Review: Marketing Week MiniMBA in Marketing
I took the Marketing Week MiniMBA in Marketing in autumn 2024. Here's my belated review.
What is the mini MBA?
Marketing Week runs three courses, created by Mark Ritson: Marketing, Brand Management, and Management. Each course is 10-12 weeks long, and aims to give marketers essential training to a high standard. The courses are delivered by on-demand video (one video per week), and include core readings, optional materials, and properly challenging assessment (more on that later). Course costs are around £2000.
Note that the marketing course is aimed at a high level: marketing principles and ideas, not necessarily specific techniques. It does get into tactics, but if you are looking for the nitty gritty of how to run a digital ads campaign or a content marketing program, you'd need to do additional learning beyond the course. What this course gives you is the fundamentals behind any type of marketing work. It's pitched as being equivalent to a module on an MBA course.
Why a marketing course for a tech writer?
Before I dive into the review, why was I taking this course? After all, I'm not exactly the target audience (marketing professionals).
I've known for a long time I have a skills and knowledge gap around marketing. Documentation isn't marketing, but a good tech writer should be able to work well with marketing. And marketing skills are definitely useful if you want to run your own business, or work at small startups, where sticking strictly to your specialism isn't really an option.
Matt Fleming took the course years ago, and recommended it to me. He's a super-technical guy who successfully ran a content agency, which makes me inclined to trust his judgement. So it had been on my to-do list for more about seven years by the time I finally carved out the time (and cash) to do it.
The good
The course was excellent. There are a lot of good points to list:
- Fantastic content: it was exactly what I was looking for and more. It massively increased my understanding of marketing, and my confidence engaging on marketing topics.
- High quality videos.
- An engaging, entertaining teacher: always helpful when ploughing through quite a lot of hours of training.
- Really well planned: you could get through the course doing just the videos and the core reading, but if you had the time and motivation, there was ample secondary material each week. This means everyone can tailor the time demands to their own needs and interest level.
- A properly challenging assessment: the final exam was stressful, but also a great learning experience in itself. I think a good level of difficulty in the assessment increases the value of the course.

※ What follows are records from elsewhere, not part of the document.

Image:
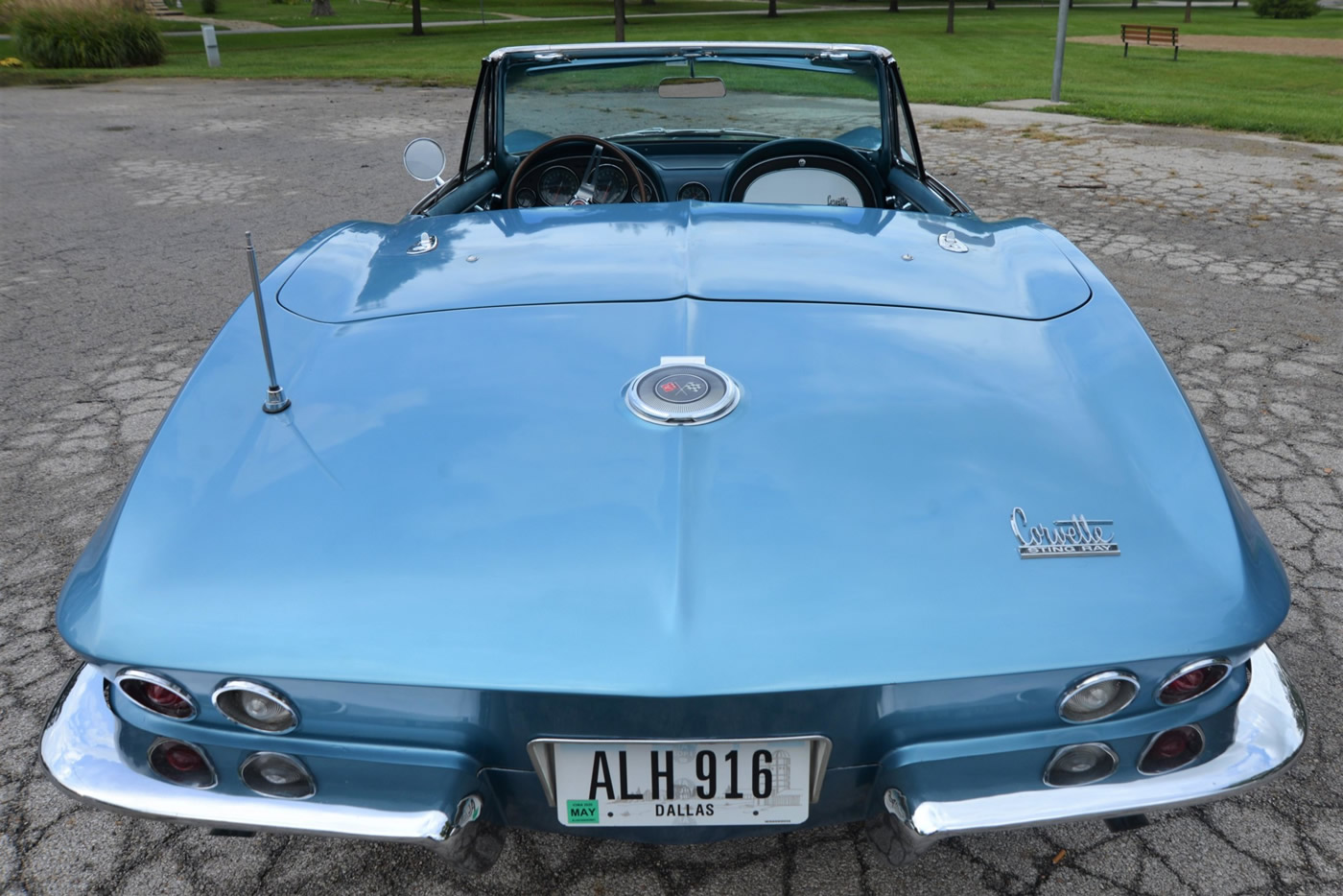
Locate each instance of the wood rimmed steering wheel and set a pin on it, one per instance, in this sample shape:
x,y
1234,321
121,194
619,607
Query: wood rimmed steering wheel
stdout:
x,y
544,150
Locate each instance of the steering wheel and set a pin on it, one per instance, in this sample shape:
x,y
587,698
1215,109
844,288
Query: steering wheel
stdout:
x,y
586,188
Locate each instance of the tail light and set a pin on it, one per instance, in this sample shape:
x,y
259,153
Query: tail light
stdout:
x,y
1080,765
1097,696
1171,750
157,694
274,774
255,705
1191,680
181,764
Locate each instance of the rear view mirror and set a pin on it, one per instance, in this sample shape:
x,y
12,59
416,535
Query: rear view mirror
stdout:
x,y
425,160
692,87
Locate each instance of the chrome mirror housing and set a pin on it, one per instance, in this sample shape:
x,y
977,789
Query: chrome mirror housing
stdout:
x,y
425,160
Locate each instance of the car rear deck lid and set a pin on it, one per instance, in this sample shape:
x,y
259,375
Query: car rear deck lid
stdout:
x,y
672,250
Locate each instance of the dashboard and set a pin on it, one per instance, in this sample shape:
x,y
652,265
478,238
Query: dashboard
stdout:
x,y
667,178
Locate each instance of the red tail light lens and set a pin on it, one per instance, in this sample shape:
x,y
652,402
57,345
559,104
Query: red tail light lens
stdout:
x,y
157,694
181,764
183,758
1191,680
1171,750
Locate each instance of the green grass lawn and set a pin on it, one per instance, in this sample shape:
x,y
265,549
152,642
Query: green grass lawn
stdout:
x,y
993,56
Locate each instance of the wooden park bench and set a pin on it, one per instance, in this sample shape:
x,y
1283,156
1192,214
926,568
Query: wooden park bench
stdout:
x,y
1151,35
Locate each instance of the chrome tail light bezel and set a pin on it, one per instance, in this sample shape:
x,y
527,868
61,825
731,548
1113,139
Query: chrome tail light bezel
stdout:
x,y
158,747
1222,664
250,762
1151,743
130,683
1063,751
224,700
1127,678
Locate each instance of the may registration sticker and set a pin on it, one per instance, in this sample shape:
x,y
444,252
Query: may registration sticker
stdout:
x,y
720,782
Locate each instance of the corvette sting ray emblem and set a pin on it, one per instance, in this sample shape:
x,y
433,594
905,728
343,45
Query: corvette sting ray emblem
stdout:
x,y
682,391
1072,537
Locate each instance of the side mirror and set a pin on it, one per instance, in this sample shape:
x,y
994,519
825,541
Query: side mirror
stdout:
x,y
692,87
425,160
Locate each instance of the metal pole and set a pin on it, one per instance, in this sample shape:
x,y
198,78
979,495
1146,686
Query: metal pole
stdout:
x,y
1058,50
275,400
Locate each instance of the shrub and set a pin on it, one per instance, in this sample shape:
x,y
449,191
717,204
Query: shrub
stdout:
x,y
86,36
1285,9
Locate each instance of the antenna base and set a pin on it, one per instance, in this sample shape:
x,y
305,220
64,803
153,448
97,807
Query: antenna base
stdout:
x,y
275,400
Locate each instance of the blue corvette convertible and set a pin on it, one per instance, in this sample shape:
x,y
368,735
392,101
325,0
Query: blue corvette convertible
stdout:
x,y
688,463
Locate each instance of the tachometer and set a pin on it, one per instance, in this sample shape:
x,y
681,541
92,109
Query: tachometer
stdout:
x,y
557,185
694,190
608,184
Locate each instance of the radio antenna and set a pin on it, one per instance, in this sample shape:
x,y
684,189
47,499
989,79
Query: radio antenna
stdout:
x,y
275,400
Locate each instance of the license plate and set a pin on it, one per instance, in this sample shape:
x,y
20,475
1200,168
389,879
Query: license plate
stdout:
x,y
715,782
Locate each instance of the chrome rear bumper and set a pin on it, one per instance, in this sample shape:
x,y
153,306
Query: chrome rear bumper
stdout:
x,y
1269,731
80,754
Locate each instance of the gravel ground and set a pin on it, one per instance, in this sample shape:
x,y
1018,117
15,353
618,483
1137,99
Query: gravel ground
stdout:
x,y
124,207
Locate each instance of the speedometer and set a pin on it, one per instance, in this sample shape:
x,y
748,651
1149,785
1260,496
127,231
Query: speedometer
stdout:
x,y
557,185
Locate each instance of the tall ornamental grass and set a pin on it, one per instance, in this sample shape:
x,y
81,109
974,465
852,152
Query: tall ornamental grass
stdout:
x,y
84,34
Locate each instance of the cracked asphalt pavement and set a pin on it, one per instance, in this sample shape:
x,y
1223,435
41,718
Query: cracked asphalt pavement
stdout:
x,y
124,208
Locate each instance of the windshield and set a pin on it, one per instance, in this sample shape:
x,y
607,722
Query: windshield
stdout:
x,y
761,97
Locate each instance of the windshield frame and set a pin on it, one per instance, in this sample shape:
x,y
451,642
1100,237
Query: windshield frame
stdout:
x,y
630,54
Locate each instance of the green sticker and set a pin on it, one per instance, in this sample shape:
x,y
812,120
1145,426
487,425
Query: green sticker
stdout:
x,y
583,812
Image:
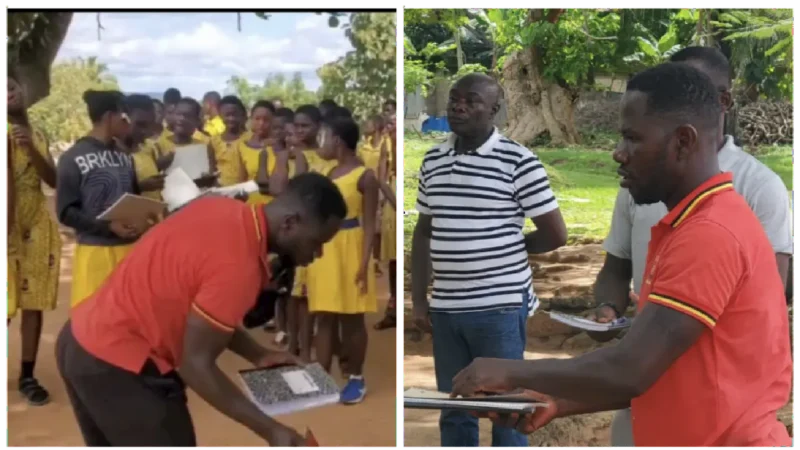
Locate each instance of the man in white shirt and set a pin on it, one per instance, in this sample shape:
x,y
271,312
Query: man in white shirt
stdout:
x,y
475,191
628,239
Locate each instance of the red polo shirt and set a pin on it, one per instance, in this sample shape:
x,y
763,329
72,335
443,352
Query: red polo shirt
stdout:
x,y
209,256
710,259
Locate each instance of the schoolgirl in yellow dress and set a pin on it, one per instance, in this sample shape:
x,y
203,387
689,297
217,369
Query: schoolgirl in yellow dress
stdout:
x,y
373,145
389,237
33,248
186,119
299,157
341,283
92,175
256,152
142,113
226,144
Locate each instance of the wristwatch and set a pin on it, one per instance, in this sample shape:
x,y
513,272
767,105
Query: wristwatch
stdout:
x,y
612,306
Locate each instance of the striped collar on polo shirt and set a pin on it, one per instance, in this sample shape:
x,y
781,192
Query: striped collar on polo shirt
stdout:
x,y
482,150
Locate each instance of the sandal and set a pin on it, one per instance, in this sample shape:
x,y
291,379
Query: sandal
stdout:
x,y
33,391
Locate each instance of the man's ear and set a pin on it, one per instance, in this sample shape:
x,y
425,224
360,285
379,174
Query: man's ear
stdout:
x,y
687,140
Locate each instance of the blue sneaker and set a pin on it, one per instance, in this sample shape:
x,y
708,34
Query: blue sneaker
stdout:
x,y
354,391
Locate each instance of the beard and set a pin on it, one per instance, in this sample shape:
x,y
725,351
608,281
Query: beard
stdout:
x,y
657,182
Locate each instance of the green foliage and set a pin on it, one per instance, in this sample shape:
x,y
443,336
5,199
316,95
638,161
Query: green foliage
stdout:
x,y
416,76
762,48
469,68
62,115
366,77
292,92
653,51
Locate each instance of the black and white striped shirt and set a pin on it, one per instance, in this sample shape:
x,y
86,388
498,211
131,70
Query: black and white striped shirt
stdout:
x,y
478,202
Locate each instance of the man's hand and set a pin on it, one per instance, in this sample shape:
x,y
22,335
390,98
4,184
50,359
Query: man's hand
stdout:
x,y
207,180
422,319
527,423
603,314
483,375
124,230
283,436
22,136
278,358
165,161
154,183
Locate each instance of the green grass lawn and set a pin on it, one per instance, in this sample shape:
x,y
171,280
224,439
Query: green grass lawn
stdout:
x,y
584,180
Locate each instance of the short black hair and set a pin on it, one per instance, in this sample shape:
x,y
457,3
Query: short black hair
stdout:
x,y
328,103
190,101
319,194
235,101
311,111
172,96
211,95
338,111
285,113
263,104
140,102
680,91
474,79
101,102
711,58
346,129
378,119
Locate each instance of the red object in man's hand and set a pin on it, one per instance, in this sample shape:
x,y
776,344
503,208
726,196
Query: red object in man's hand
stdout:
x,y
311,441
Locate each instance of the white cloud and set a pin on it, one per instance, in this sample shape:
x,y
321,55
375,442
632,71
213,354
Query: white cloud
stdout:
x,y
200,52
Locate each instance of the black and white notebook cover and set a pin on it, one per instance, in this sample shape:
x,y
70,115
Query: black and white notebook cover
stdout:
x,y
288,389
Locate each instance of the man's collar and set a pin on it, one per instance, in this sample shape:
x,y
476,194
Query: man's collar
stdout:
x,y
709,188
483,149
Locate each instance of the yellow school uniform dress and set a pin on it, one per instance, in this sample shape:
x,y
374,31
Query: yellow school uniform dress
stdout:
x,y
34,244
369,154
389,237
332,278
250,157
318,165
214,127
229,163
166,145
144,161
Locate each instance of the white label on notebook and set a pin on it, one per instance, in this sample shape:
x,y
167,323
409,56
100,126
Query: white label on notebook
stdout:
x,y
300,382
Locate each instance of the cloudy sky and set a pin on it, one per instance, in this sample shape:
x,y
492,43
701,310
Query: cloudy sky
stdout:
x,y
199,52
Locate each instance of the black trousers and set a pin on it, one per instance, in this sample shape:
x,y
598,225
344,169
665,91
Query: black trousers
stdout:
x,y
117,408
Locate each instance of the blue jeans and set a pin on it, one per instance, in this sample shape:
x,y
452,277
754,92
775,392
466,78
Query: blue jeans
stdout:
x,y
458,338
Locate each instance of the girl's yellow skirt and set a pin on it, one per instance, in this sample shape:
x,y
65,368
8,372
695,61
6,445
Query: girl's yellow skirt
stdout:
x,y
91,266
300,276
331,279
389,246
12,293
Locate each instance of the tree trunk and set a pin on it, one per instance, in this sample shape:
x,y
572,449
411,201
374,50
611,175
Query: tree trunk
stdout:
x,y
37,53
536,105
459,52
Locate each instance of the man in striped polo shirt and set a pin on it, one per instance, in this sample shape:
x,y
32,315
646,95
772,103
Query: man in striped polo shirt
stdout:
x,y
475,191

- Resources that I keep returning to.
The underwhelming
The negatives are much smaller than the positives, but I did have a couple of small criticisms:
- There's a fresh LinkedIn group for each cohort of the course. I expected this to be active, and provide some community (and perhaps networking). In the end, it worked well as a support forum, but was otherwise very quiet. Myself and a few others tried starting conversations early on, but I ended up feeling like the girl in class with her hand up all the time. This seems like a missed opportunity: when you've got an audience of ~1400 people taking your course, there's a real opportunity for community building. They could have done some proper community management, rather than just monitoring it for support questions. I'd expected that at minimum there would be discussion threads on each learning material, each week's video etc.
- While the assessment was generally brilliant, it became clear that there was a single right answer for the entire thing, including sections that were somewhat subjective. For example, making different targeting choices to Ritson could cause you to haemorrhage marks, even if you articulated good reasons for those choices. To be clear, this isn't sour grapes (I got an A), but the value of that grade feels slightly diminished by my sense that I got it as much because I was good at guessing the Ritson answer as for anything else. They mentioned using AI to help with marking, so perhaps lack of nuance in the assessment is inevitable.
The personality
I wish I didn't have to write this bit, but I think potential students need to consider the instructor's online persona. Mark Ritson is very smart, and very funny (though his humour may be more suited to British/Australian audiences than Americans - but as a Brit it suited me). Reading his articles he comes across as having principles, and being a decent guy. However, his LinkedIn activity is . . . unfortunate.
A couple of examples:
- A recent post on AI and Studio Ghibli was at best tone-deaf. He may well be right about AI changing everything, but the people involved in discussions about ethical AI don't deserve to be mocked, nor do the people saddened by what's happening to artists and human creativity.
- Ritson likes to write in a pretty, erm, lively style. For example, in an article on Pret A Manger's brand positioning and ethics troubles he opines that "I continue to be of the opinion that most chief executives get into their position because they are masterful political operators and rarely the best men to run their operations." Ok, fair enough, he's punchy but also funny. However, you can't go around throwing rhetorical punches if you can't take the occasional hit. So when someone criticises one of your views in a similar style, you have a bunch of options, but defensiveness isn't one of them.
Conclusion
Would I recommend the Mini MBA in Marketing? Yes. It's very high quality, excellent value for money, and relevant not only to marketers, but to anyone working alongside marketing or with an interest in the subject.
Would I take another of Ritson's courses? I was going to. I was all set to do the management course this spring. After thinking it over (a lot), I decided against it. I've no doubt it would be valuable, and I may still do it in the future. But . . . wow do I not want to give my money to the guy gloating about the destruction of artistry, no matter how smart he may be.